A story of young love on the rocks, the Canadian produced/American set romantic drama Paper Year comes from a place of brutal, emotional honesty, but not from an assured filmmaking perspective. Writer-director (and Toronto and Ottawa native) Rebecca Addelman’s debut feature clearly understands the pitfalls of falling in love too fast and too young, but never quite figures out how to make its pointed, but obvious dramatic sentiments into anything significant or satisfying.

Franny (Eve Hewson) and Dan (Avan Jogia) are 22-year old California lovebirds who just tied the knot. They don’t have a lot of money, or many job prospects – he’s a struggling actor, she’s trying to land writing gigs – but they have a lot of sexual chemistry and a great rapport. Some people in their lives are happy for them, some are skeptical (particularly Franny’s parents), but they decide to move in together and make a go of it. While still trying to figure out the next steps in their relationship, Dan lands a house-sitting gig for an established actress, and Franny gets more gainful employment as a writer on a television game show. A slight, unspoken rift develops between the couple when Dan grows needier and Franny starts crushing on her show’s considerably older and married head writer (Hamish Linklater).

Addelman, who has been working as a television writer on the west coast and was inspired by the crumbling of her own marriage, gets Paper Year off to an interesting enough start. Throwing the viewers headlong into Franny and Dan’s relationship right after their City Hall civil ceremony, Addelman eschews lengthy scenes and sequences where huge amounts of backstory are dumped to give the viewer context. There are some scenes that provide necessary info, but Addelman seems far more interested in the brief, subtler moments where the cracks in the relationship begin to develop; the kinds that people remember in hindsight as clues that a relationship was doomed to fail.

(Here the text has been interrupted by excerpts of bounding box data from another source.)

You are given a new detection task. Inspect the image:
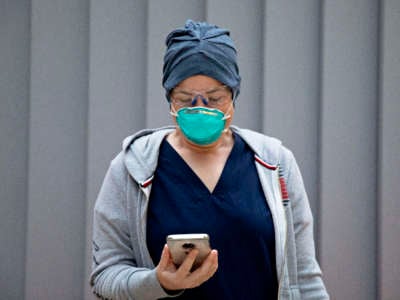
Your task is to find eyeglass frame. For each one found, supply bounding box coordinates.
[169,85,233,108]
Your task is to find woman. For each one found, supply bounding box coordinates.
[90,20,328,299]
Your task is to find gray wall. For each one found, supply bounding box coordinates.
[0,0,400,300]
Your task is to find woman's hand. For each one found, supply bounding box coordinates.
[156,245,218,291]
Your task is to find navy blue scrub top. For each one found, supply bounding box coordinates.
[146,135,278,300]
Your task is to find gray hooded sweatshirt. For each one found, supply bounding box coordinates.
[90,126,329,300]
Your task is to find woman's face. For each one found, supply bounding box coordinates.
[171,75,234,124]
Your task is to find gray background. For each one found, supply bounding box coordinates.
[0,0,400,300]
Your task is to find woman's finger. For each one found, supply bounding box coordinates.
[157,244,169,271]
[176,249,199,279]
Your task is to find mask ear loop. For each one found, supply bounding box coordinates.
[222,101,233,133]
[169,102,178,117]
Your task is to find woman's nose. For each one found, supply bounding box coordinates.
[192,95,208,106]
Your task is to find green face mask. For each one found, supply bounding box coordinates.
[172,106,230,145]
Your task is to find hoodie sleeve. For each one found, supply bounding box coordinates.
[90,155,178,300]
[284,149,329,299]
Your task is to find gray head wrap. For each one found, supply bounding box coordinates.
[163,20,240,100]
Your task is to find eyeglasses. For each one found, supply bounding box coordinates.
[171,85,232,108]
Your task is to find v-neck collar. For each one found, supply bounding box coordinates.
[163,133,239,195]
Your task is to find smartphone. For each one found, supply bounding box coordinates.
[167,233,211,270]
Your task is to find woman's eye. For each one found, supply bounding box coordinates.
[178,98,192,104]
[208,98,221,103]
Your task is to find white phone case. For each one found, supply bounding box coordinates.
[167,233,211,268]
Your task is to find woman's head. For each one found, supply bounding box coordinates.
[163,20,240,101]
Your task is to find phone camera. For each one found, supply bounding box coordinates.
[182,243,196,250]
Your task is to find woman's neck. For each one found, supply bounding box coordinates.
[167,128,233,155]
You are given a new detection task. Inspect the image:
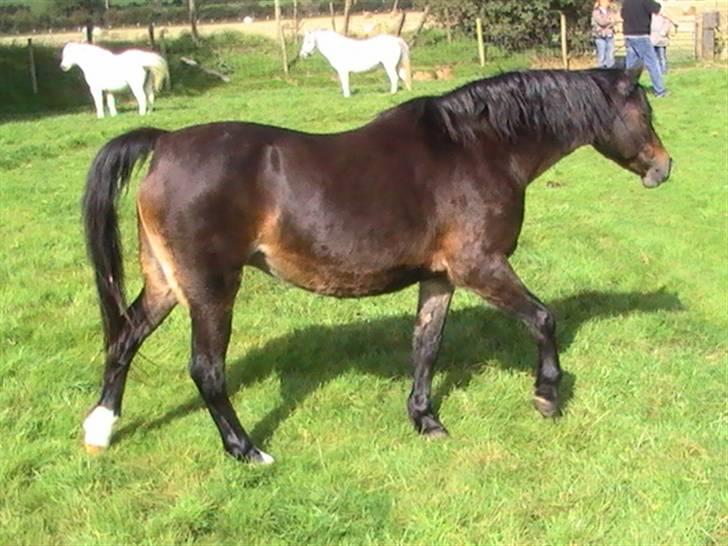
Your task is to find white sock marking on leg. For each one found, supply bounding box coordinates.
[83,406,118,447]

Those early, perceptive moments and Addelman’s quicker-than-average pacing get Paper Year off to a promising start, and occasional bursts of welcome humour help, but quickly it’s apparent that the audience knows as much about these characters than they know about themselves, which is to say that no one knows very much at all. Although Franny and Dan talk like many people in their early twenties these days, they’re also lacking in any kind of self-awareness. They interact more like teenagers who engaged in a shotgun wedding than young adults, which might be the point, but it’s all implied rather than examined. Suddenly, that lack of backstory and context off the top makes one question why these two would ever be together. They’re all over each other in a sexual sense, but without that context the film quickly backslides into predictability and a curious lack of empathy.

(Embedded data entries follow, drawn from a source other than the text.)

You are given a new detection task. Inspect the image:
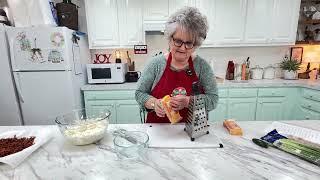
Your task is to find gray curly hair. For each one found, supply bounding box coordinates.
[164,7,209,47]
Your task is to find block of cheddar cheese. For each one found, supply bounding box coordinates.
[223,119,243,136]
[161,95,182,124]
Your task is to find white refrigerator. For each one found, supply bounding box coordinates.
[0,24,87,125]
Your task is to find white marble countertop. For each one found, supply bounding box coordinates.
[0,120,320,180]
[81,79,320,91]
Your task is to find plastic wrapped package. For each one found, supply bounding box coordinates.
[8,0,57,27]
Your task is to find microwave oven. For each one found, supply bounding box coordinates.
[87,63,128,84]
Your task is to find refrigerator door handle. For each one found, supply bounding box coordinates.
[14,73,24,103]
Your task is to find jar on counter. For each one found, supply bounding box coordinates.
[263,64,276,79]
[250,66,263,79]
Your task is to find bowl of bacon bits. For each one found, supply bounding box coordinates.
[0,135,36,157]
[0,126,55,167]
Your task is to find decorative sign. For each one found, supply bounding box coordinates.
[93,54,112,64]
[133,45,148,54]
[48,50,63,63]
[16,32,31,51]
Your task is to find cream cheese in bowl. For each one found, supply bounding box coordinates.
[56,109,110,145]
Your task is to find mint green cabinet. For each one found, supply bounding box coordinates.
[84,87,320,124]
[228,98,256,121]
[209,98,228,122]
[85,99,117,124]
[299,88,320,120]
[116,100,141,124]
[84,90,141,124]
[298,107,320,120]
[256,97,286,121]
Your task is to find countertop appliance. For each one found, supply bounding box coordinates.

It’s very easy to empathize with Franny, and Hewson excels at showcasing the character’s self-doubt and inner conflict. It’s almost impossible to side with Dan, however, and I’m not quite sure if it’s the fault of Addelman or Jogia. He’s needy to the point of annoyance, so aloof that one could categorize it as a disability, and his insecurity is so high that one wonders who could have fallen in love with him in the first place.

Again, a lack of context comes back to haunt the audience’s perceptions of the characters. It’s not that Paper Year needs to side with both parties to be effective, but that it has to show how they were brought together in the first place if it wants the audience to have an emotional response to the end of their relationship. The gulf between these people is so far apart from the outset that the audience falls into the gap between them. It builds to revelations that aren’t particularly shocking, twists that seem more like foregone conclusions, and a final sequence that feels both emotionally honest, but logically false. I do believe that this couple would dissolve in this manner, and I believe in the factors that led to their demise, but it’s hard to buy into the actual ending.

Addelman’s cause isn’t helped any by wildly inconsistent cinematography that ranges from standard to sometimes jarringly ugly and an assembly that can lead to awkward transitions between scenes. These are common jitters among first time filmmakers, but they could have been overcome with a bit more depth of character. The viewer can see why things are falling apart early on, but they’re never able to figure out what exactly is taking so long for it to end. Paper Year is a film where people can likely see pieces of themselves reflected in what’s happening, but also one that’s bound to breed nonconstructive frustration.

Paper Year opens at Cineplex Yonge and Dundas in Toronto, The Park in Vancouver, and South Keys in Ottawa on Friday, June 22, 2018.